We’ve shown that this issue can be addressed using a tool we’ve developed based on the theoretical foundation of Separation Logic. The tool automatically figures out when functional units can have private on-chip caches, which functional units need shared coherent caches, and – in the latter case – when commands can be reordered to aid parallelisation. It uses this analysis to automatically produce C source code that will pass through commercial HLS tools, providing the necessary hints and pragmas to parallelise the code, and automatically generates the on chip caches to support the parallel datapath.

I’m really very excited about this work, I view it as a big step towards efficient automatic hardware implementation of full-featured C code.

Overclocking-Friendly Arithmetic Needn’t Cost the Earth

This week, the FPT conference is being held in Shanghai. My PhD student, Kan Shi, will be presenting our work (joint with David Boland), entitled Efficient FPGA Implementation of Digit Parallel Online Arithmetic Operators.

In a previous paper, we’ve shown how the ideas of Ercegovac‘s “online arithmetic” – an arithmetic where computation proceeds from most significant digit to least significant digit, in contrast to the usual way we think about adding and multiplying – can be applied in the brave new world of clocking circuits faster than they “should” be able to run. The basic idea is simple: although sometimes beneficial, overclocking normal arithmetic – when it hurts – hurts bad, because errors tend to occur in the more significant digits. But if the flow of information were reversed, from more to less significant digits, then the error should hurt less too.

And so it did. But with one problem: to allow most significant digits to be generated first requires a redundant number system – a way of representing numbers where each number has more than one representation, for example, where there are two different ways of writing “10”. This redundancy cost a lot of silicon area.

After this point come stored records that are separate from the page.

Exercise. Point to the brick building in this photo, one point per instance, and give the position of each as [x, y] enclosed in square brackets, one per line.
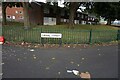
[44, 14]
[14, 14]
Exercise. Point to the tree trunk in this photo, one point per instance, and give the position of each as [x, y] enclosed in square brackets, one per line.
[58, 16]
[109, 22]
[26, 15]
[4, 6]
[73, 8]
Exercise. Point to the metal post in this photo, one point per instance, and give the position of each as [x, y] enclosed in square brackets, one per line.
[41, 38]
[118, 35]
[90, 37]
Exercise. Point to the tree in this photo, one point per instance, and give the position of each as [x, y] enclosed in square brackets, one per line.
[108, 10]
[4, 6]
[26, 15]
[25, 6]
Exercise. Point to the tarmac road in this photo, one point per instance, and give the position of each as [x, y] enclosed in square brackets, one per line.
[20, 62]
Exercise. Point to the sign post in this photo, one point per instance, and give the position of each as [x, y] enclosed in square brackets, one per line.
[51, 35]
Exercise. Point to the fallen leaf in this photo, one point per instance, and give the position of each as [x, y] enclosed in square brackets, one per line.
[35, 57]
[47, 68]
[1, 74]
[68, 46]
[83, 58]
[78, 64]
[53, 58]
[32, 50]
[98, 49]
[59, 73]
[71, 62]
[18, 59]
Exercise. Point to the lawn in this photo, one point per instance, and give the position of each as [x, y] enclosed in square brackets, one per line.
[15, 32]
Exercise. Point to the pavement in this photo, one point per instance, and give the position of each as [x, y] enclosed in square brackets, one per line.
[21, 62]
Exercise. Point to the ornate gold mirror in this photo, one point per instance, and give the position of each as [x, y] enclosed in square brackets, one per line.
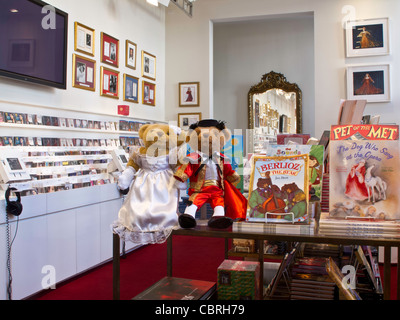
[274, 107]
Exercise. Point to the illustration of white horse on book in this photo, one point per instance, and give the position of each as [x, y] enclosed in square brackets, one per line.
[375, 182]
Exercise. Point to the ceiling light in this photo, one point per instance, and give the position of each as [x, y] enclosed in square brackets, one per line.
[153, 2]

This new paper shows that, in modern FPGA architectures, with careful design, the cost can be reduced significantly for adders. For multipliers, most significant digit first arithmetic has the important benefit that if you only want the most significant digits of the result, you don’t need to compute the least significant digits. In multiplication this is often the case, often in regular binary arithmetic we compute the 2n-bit result of an n by n-bit multiplication only to throw away the bottom n bits. We show in this paper that by judicious design, the area penalties of the redundant arithmetic can be eliminated in this case.

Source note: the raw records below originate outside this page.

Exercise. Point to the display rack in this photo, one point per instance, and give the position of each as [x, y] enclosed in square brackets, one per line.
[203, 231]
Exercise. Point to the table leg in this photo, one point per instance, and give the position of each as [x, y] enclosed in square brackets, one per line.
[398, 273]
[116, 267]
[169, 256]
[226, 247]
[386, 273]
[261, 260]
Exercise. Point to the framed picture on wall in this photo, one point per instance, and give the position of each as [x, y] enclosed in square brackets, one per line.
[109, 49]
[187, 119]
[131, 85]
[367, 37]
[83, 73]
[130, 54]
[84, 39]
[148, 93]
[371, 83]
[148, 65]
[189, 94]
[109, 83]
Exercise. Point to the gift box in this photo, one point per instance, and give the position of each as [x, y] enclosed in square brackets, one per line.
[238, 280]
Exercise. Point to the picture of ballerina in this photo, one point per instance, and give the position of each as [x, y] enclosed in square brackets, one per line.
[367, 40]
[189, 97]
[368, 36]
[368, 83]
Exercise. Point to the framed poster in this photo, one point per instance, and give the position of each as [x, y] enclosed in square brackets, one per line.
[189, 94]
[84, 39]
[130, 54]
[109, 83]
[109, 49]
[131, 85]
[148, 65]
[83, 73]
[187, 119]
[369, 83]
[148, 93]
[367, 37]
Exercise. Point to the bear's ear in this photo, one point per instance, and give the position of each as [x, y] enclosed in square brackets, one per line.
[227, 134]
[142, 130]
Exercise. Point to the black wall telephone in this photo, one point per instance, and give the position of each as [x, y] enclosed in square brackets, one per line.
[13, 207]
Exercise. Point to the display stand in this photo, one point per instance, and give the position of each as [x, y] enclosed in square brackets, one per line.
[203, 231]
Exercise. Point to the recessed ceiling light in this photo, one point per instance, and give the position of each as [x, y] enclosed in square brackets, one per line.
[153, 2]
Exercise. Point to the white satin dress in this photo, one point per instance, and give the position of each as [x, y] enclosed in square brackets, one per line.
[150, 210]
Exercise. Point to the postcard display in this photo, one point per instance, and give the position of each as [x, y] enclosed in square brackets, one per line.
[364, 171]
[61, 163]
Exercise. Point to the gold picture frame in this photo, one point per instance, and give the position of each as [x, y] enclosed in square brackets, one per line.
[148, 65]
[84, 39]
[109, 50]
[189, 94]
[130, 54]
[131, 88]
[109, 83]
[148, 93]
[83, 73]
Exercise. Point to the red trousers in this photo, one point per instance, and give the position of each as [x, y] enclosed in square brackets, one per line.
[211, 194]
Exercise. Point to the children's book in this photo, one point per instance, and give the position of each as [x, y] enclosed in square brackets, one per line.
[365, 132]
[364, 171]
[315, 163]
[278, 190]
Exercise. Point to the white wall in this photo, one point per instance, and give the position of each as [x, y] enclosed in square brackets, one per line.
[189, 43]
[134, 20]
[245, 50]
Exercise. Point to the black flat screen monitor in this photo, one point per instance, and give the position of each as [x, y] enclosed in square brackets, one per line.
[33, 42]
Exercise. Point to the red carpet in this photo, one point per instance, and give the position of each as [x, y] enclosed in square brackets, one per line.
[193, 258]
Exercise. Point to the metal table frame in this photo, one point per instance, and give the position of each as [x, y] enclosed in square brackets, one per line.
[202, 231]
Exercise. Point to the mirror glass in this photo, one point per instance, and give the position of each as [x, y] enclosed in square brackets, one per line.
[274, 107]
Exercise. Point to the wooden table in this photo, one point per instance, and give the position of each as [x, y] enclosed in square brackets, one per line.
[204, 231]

This work removes one of the last remaining hurdles that stops online arithmetic being industrially viable.

Insure yourself against your own inaccuracy

Last week saw the 19th World Congress of the International Federation of Automatic Control in Cape Town, South Africa. Three of my collaborators, Andrea Suardi, Stefano Longo and Eric Kerrigan, were there to present our joint paper Robust explicit MPC design under finite precision arithmetic.

The basic idea of this work is simple but interesting. Since we know we make mistakes, can we make decisions in a way that insures ourselves against our own faulty decision making? In a control system, we typically want to control a “real world thing” – an aircraft, a gas turbine, etc. Ourselves and others have proposed very sophisticated ways to do this, but since with each finite precision operation we might drift further away from the correct result, can we develop our algorithm in a way that provides a guaranteed behaviour?

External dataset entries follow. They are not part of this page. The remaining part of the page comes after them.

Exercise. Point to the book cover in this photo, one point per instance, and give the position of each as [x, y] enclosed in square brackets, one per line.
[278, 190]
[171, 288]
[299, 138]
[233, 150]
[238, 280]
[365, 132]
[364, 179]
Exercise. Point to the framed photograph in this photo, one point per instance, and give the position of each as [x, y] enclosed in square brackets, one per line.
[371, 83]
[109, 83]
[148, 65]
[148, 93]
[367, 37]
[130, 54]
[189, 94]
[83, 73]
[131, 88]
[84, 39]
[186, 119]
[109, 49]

We show that since control engineering provides tools to control systems with uncertain behaviour, it’s possible to incorporate the uncertainty of the control algorithm itself into the model of the system we’re controlling, to produce a kind of self-aware system design.

While the setting of this paper is in so-called explicit model predictive control, there’s no reason why this general philosophy should not extend to other decision making processes. It provides a rigorous way to think about the impact of decision quality on the overall behaviour of a system, since we can generally make decisions in any number of ways ranging from “quick and dirty” to “slow and thoughtful”, we could decide how to decide based on ideas like this.